Skimming is a type of credit card fraud which is growing in prominence, and which endangers the very basic trust between consumer and seller. In skimming, an employee of a legitimate merchant uses his position to gain access to the credit or debit card information of a buyer, so that at a later point the employee can use that information to his advantage.
The transaction which gave the buyer’s information to the company was perfectly normal, and is not the source of the problem; skimming instead comes from the unethical behavior of single employees in an otherwise trustworthy business. A single waiter at a restaurant, for instance, might run a customer’s credit card through a so-called “skimmer” so as to store its information before he returns the card to the customer. He can even simply write down the CSV code which is not stored in the information on the magnetic strip, and thereby have all possible information that he would need in order to conduct fraud based on his skimming.
Other forms of skimming often involve bank employees themselves, setting up special detection systems on ATMs so that, as customers come to perform transactions at the machine, their cards are read and stored on a skimmer, or their PINs are monitored and recorded for later retrieval.
A credit card fraud investigation for a single cardholder would not encounter great success in detecting skimming as anything other than a likely explanation for the source of the credit card fraud when no other source of fraud presents itself. Finding the individual responsible for the skimming based on a single instance of such fraud would be very difficult. But a credit card fraud investigation could encounter much greater success in detecting fraud when multiple cases seem to surround the same business.
Such a technique would involve data mining, which would look at a set of gathered data from a group of individuals who have all complained of suffering from credit card fraud, and would then draw connections between them. This could lead a credit card fraud investigation to one particular business which all the victims use.
Should a specific business be found to have an employee practicing skimming on customers, then obviously that employee will be charged to the fullest extent of the law, but the business will likely be fined, as well. Business owners are held responsible for ensuring the security of their terminal-based transactions, and if they cannot do so successfully, then they will suffer a penalty of some kind, including the potential for complete detachment from the electronic transaction system.

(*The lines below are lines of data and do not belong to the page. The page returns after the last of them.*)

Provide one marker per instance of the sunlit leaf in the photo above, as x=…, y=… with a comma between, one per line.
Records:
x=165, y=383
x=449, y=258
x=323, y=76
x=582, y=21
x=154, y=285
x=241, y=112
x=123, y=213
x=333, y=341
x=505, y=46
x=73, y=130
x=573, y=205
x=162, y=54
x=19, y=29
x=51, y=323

Skimming is a problem which is nigh impossible to prevent from the customers’ perspective. You cannot control the actions of the employees at a place where you give your card as payment; you can only choose not to give that business your patronage in the future. The same basic rules for dealing with any credit card fraud still apply to dealing with skimming, of course.
As soon as you discover evidence of fraudulent behavior affecting your credit accounts, you should report it as quickly as possible. With any luck, yours may be the evidence necessary to help bring a credit card fraud investigation to success in finding the skimming culprit.